Step up a level to the product owner, though. In a larger enterprise, many product owners are prioritizing backlogs for many teams. A product owner working with two scrum teams is responsible for a $2M annual investment. That’s significant. What’s the right way for a business to protect itself from the risk?
Contracts.
An agile portfolio contract is a lightweight thing. It’s less than a hundred words long. It defines an initiative that is meant to take 3-6 months to complete, with one or a couple of teams. It includes a hypothesis about value (“if users can get instant credit decisioning more small business loans applications will complete”) a list of 3-5 measurable success criteria (“completion rate is doubled among users who get to step 4 of the loan”) and a list of assumptions to be validated (“we can get responses from the decisioning engine in less than 2 seconds on average”). It includes a cost (1 team for 3 months).
What it doesn’t include is a detailed, locked-in feature list. The PO needs to retain discretion on the features in order to be able to negotiate scope to meet the planned end date.

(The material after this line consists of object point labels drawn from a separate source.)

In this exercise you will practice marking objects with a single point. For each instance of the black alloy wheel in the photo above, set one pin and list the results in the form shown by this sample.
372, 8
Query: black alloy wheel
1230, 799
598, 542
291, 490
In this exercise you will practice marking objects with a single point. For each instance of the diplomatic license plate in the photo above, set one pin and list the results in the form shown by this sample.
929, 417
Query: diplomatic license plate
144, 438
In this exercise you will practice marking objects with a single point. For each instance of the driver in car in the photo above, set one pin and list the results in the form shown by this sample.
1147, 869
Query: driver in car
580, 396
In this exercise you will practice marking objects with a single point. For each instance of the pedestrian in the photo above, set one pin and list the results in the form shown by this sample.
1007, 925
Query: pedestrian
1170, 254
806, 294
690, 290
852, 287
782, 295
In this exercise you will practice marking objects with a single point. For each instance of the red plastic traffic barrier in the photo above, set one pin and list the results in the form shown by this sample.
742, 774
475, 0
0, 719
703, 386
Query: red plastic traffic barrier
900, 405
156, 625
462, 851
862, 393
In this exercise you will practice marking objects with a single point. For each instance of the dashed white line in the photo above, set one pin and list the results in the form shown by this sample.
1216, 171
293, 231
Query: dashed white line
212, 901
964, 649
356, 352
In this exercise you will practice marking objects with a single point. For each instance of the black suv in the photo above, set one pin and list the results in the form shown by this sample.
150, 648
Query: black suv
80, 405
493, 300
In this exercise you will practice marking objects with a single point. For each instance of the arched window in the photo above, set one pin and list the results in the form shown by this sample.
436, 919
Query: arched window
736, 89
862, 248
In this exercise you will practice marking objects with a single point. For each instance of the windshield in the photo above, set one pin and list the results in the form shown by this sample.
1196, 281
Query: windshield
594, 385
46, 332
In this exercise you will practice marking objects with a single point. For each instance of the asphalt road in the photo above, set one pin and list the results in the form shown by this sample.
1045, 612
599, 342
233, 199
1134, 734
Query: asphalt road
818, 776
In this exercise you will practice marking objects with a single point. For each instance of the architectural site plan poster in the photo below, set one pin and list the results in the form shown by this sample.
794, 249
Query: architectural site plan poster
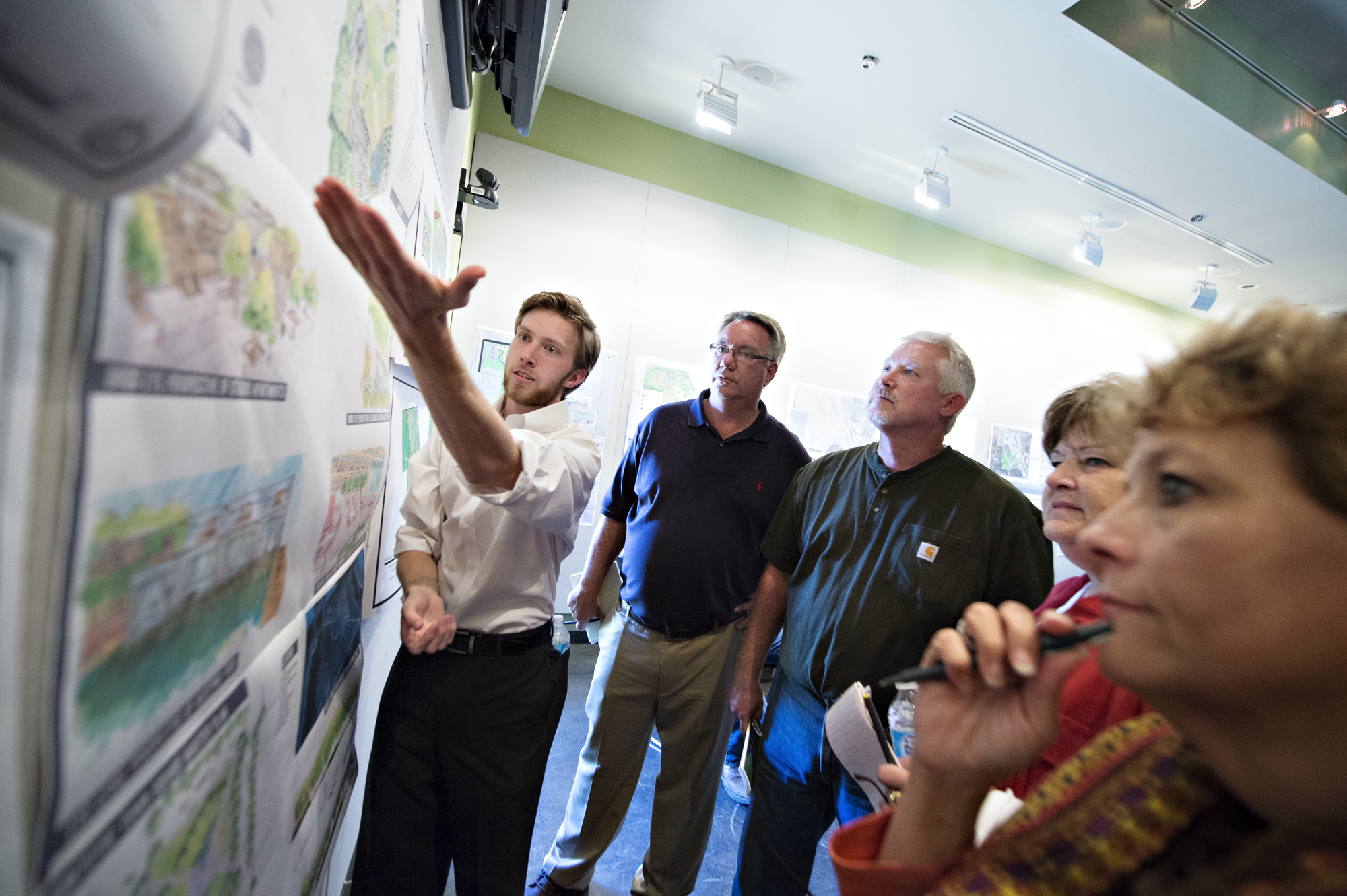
238, 420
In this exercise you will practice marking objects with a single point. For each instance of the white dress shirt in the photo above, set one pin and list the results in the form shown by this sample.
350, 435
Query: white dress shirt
498, 551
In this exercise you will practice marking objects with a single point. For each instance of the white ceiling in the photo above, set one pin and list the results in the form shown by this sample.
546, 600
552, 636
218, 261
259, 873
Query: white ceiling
1016, 65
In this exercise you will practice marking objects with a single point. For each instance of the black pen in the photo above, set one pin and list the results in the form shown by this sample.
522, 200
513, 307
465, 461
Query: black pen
1047, 645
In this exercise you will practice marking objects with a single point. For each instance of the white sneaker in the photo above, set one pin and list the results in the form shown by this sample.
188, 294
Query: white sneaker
736, 785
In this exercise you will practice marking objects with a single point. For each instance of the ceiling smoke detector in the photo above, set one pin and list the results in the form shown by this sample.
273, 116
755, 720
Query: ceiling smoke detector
758, 73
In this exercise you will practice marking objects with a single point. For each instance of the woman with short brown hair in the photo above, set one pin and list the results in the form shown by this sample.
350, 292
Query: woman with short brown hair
1222, 572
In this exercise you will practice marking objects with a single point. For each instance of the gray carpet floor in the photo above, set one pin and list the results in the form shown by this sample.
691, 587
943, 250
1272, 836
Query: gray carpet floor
614, 876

There are 2 ways a PO can come out as a winner in this contract:
- Deliver the succcess criteria before the planned end date
- Raise risks within the first month and renegotiate the contract
On the other hand, a PO who plans badly, defers risky work until late in the initiative, and doesn’t let stakeholders know until a month before the end (or worse, after the end), weakens the trust the organization has put in them.
In your organization, do your POs have specific, measurable goals they’re trying to achieve? Or have you just given them a blank check? It seems like the blank check approach is more agile, but in a large organization, it’s impossible to ensure that all of your POs are making good calls all of the time. You need a basic framework to negotiate with them, and to build up that trust. PO fails to deliver on a 6-month initiative? Maybe next time they get 2 months to build their credibility back up.
At Rally, one of our core values is cultivating trust and respect. Trust is something that is continually built and rebuilt. Is your portfolio helping your POs to build trust, or are you setting them up to be less and less trustworthy?